La fusillade avait cessé, elle se hasarda à s’approcher de la fenêtre et à jeter un coup d’œil au-dehors. Une inquiétude horrible la prenait. Elle se demandait pourquoi Marius et Philippe n’étaient pas remontés après la prise des barricades. Ils auraient dû venir en hâte se cacher auprès d’elle. S’ils n’étaient pas venus, c’est qu’ils étaient prisonniers, morts peut-être. Son esprit épouvanté n’admettait aucune autre solution. Alors, elle vit son mari et son beau-frère étendus sanglants sur les pavés ou conduits en prison par des soldats. Ces images qu’évoquait sa douleur la firent éclater en sanglots.
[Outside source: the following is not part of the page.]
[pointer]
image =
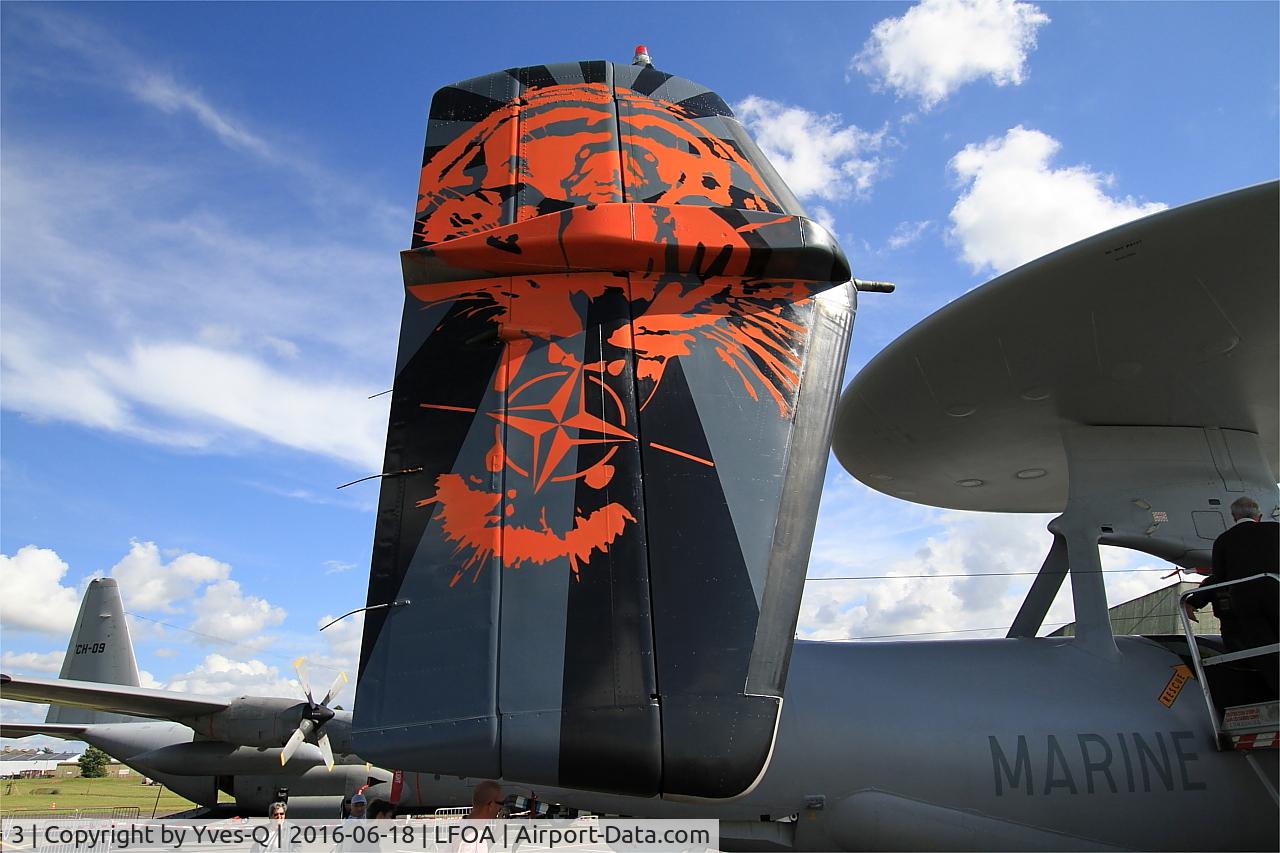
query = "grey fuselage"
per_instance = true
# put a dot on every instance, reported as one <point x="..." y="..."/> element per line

Et, comme Fine regardait sur la place, elle aperçut les troupes qui se précipitaient vers la maison. Elle se retira vivement. Bientôt retentirent les coups de hache. Joseph se mit à pleurer ; son effroi, jusque-là muet, éclatait en cris perçants. Il appelait son père, il se cramponnait au cou de Fine, il criait qu’il ne voulait pas que les soldats vinssent le prendre.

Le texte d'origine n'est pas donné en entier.